In general, a loss can be used to offset other income or gains, as per the rules set out below.

But before that, there are three important rules about claiming losses that apply across the board:

A. If you make a loss in a situation where theby the profit would not have been taxable, the loss in such a situation cannot be claimed.

B. It is normally required that a loss be offset as soon as possible. If it is not, you will lose the right to use the losses in the future.

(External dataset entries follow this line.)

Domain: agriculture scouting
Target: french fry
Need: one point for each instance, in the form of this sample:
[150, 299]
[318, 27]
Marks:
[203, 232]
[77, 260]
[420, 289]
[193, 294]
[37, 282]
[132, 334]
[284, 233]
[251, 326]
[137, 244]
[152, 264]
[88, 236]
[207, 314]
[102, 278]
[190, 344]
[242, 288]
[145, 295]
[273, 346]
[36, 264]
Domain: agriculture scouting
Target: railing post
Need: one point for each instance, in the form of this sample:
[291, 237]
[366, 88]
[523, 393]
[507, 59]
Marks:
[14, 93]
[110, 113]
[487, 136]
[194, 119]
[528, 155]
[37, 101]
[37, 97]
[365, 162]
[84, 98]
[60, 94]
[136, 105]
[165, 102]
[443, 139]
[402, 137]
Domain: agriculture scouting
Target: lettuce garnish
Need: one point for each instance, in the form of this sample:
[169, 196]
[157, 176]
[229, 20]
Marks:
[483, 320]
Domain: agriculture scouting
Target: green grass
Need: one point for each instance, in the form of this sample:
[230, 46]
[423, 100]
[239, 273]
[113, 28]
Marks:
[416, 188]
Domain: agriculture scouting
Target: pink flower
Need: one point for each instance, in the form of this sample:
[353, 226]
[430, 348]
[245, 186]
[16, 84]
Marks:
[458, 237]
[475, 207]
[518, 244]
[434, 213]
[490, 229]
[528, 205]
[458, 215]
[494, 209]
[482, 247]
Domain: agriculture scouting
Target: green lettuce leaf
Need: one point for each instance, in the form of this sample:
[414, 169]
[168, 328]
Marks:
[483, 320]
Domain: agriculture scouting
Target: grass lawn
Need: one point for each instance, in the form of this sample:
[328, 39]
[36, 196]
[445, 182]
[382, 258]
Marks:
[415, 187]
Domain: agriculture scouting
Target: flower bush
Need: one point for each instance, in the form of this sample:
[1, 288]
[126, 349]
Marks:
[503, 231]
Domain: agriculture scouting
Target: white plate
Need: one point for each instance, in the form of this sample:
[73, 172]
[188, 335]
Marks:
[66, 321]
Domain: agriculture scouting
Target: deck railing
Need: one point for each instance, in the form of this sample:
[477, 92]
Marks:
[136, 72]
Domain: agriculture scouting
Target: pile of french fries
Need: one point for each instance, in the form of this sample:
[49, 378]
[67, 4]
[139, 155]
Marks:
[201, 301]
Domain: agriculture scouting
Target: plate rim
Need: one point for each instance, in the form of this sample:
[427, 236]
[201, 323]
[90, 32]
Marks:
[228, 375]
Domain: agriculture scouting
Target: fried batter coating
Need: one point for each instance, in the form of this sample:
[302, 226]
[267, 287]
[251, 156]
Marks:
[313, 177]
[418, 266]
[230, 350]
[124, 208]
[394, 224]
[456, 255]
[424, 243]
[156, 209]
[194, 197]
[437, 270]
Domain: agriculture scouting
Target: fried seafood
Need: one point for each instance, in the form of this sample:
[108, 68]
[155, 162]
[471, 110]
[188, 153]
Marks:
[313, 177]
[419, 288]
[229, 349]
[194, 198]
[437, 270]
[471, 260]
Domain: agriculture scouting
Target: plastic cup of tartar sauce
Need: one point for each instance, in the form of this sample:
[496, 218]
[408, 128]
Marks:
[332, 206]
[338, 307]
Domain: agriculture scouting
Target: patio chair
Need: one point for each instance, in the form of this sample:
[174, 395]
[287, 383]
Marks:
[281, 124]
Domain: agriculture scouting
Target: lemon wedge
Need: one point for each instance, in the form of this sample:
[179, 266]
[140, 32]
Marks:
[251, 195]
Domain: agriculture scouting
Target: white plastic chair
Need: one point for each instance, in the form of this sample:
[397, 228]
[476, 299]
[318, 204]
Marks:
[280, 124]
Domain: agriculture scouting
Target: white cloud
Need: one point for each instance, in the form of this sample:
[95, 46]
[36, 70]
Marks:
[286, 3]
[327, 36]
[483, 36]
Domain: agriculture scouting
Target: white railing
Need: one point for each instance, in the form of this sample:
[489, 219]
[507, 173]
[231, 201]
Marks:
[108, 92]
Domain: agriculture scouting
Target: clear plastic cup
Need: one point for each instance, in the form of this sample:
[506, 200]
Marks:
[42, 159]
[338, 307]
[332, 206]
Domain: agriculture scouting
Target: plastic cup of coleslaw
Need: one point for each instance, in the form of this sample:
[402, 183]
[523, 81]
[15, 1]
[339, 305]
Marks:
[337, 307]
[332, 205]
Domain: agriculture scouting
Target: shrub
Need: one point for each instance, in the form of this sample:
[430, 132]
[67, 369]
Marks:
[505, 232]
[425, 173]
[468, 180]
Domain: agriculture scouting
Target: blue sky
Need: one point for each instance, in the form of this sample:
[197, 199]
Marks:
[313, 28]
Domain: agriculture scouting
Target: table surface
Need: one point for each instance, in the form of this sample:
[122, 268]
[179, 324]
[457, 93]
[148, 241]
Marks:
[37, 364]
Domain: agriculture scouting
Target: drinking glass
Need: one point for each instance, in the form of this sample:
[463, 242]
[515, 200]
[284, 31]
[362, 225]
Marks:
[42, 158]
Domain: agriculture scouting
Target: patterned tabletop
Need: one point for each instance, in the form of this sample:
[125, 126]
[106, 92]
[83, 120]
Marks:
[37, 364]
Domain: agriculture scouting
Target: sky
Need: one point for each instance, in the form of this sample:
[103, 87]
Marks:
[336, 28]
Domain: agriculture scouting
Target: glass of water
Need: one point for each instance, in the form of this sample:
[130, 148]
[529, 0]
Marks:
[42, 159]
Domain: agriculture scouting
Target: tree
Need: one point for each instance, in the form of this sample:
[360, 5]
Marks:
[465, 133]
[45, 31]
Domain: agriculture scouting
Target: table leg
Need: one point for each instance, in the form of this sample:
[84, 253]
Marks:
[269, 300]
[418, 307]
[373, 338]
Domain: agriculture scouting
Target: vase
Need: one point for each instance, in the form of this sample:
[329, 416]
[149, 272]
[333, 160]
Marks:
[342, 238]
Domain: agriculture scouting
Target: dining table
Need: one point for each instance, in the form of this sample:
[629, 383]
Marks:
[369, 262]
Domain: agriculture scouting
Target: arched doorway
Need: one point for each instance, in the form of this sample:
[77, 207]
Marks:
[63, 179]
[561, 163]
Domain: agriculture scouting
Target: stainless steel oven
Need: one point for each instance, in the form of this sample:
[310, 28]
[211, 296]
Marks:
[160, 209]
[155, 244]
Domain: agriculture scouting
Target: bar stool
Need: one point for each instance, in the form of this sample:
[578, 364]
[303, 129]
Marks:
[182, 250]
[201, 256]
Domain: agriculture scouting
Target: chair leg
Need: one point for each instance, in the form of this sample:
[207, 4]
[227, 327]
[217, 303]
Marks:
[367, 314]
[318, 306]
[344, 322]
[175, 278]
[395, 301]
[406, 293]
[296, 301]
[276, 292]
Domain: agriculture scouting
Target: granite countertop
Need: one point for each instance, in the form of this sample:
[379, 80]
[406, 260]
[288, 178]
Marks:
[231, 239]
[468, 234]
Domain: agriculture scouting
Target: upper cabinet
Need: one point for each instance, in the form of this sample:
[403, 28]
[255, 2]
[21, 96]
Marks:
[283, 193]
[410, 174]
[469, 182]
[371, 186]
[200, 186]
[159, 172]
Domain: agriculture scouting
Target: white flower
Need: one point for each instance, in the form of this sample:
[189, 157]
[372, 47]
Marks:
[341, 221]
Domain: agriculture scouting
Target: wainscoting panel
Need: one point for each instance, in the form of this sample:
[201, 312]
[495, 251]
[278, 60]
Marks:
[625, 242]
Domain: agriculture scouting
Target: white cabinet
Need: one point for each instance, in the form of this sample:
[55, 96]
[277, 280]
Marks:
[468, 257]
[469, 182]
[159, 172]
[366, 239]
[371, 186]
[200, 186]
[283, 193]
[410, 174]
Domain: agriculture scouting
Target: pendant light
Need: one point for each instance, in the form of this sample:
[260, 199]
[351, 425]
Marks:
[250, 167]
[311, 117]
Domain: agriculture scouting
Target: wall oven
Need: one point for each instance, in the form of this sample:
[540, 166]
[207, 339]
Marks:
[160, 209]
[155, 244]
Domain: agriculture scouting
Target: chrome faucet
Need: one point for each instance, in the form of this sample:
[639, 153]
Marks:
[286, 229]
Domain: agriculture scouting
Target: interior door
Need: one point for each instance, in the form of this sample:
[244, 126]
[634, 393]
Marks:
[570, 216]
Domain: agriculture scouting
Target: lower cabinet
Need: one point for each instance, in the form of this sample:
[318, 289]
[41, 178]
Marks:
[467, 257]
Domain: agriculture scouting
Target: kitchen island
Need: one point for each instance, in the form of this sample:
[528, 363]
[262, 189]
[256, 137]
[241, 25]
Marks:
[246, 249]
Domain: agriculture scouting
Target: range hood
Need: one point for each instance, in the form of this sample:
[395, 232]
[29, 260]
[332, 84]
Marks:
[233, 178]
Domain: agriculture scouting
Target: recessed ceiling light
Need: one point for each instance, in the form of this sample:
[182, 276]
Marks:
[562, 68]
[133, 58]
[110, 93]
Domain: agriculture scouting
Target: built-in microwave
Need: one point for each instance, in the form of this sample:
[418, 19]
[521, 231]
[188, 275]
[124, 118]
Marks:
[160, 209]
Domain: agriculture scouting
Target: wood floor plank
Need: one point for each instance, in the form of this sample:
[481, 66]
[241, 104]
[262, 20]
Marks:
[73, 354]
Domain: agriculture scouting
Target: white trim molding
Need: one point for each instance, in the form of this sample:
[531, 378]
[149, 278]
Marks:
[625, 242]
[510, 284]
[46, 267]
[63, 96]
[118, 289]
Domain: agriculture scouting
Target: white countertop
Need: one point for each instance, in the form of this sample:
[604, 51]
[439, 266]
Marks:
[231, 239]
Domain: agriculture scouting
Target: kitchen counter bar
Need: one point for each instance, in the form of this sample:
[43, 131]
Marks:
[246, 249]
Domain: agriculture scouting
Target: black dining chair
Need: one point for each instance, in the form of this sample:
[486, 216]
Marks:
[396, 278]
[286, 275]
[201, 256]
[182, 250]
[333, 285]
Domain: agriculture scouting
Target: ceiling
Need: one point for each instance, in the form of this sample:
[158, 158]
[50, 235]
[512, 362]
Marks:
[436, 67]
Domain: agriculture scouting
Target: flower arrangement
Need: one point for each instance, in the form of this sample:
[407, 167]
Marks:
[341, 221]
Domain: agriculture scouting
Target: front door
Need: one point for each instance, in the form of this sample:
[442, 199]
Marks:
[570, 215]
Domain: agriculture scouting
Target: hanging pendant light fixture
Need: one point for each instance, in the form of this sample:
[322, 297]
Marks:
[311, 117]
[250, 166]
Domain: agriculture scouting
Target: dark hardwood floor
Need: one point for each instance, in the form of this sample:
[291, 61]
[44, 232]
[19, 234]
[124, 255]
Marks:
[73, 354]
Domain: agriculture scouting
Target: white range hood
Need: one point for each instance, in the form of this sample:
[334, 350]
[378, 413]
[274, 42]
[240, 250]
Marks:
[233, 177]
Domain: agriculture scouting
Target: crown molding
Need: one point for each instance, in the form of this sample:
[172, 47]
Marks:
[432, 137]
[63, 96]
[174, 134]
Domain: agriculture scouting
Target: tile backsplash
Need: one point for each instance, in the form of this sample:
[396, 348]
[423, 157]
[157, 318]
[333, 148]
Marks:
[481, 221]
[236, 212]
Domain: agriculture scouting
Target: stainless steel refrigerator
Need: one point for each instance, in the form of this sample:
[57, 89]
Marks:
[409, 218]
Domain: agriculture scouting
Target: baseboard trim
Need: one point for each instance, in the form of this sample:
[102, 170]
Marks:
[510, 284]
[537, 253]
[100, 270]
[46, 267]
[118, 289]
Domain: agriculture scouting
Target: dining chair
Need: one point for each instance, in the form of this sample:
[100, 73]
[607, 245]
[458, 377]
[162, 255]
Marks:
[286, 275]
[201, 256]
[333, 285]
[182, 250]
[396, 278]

C. You can only carry forward losses into a new tax year if you file a tax return for the year you want to carry forward from. This is to allow the tax authority to check and agree the permissibility of the losses. This is of particular importance in the Voluntary Disclosure procedures.

Onto the details…

Israeli losses
1. Business losses can be offset again any other income earned during the same year that the loss is made. You are allowed to refrain from offsetting losses against capital gains, interest or dividend income, provided that the rate of tax on those incomes is no more than 25%.
2. Business losses that could not be used in the year in which they occurred can be offset against business profits (only) in subsequent years. You are required to use the losses at the earliest opportunity. If you stop doing business, you can offset such losses against salary income.
3. A loss from property can only be offset against future profits from the same property.
4. Capital losses can be offset against capital gains; first against the real gain. If you have inflationary gain, for each shekel of loss you can offset 3.5 shekel of inflationary gain. (see here for more on capital gains calculations).
5. Losses from share sales can also be offset against share income (i.e. dividends, bond interest etc.). For income from the same share, this is unlimited. For other shares, you can only offset provided that the tax rate is no higher than 25%. This rules out significant shareholders whose dividends are taxed at 30% (since 2012)
Overseas losses
6. In general, such losses are treated the same way as Israeli losses, but the offset is to be carried out against other overseas income only. The implication is that you may lose out on the foreign tax credit.
7. Passive losses can be offset against other passive income. Furthermore, rental losses can also be offset against the capital gain made on the sale of the property. Passive income includes interest, dividends, capital gains, property, commissions etc, provided that these are not earned as part of a business.
8. Business losses are to be offset first against business income or capital gains, and then against passive income.
9. Capital losses are first to be offset against overseas gains and only then against Israeli gains. The rules regarding offset against income are identical to those regarding Israeli capital losses.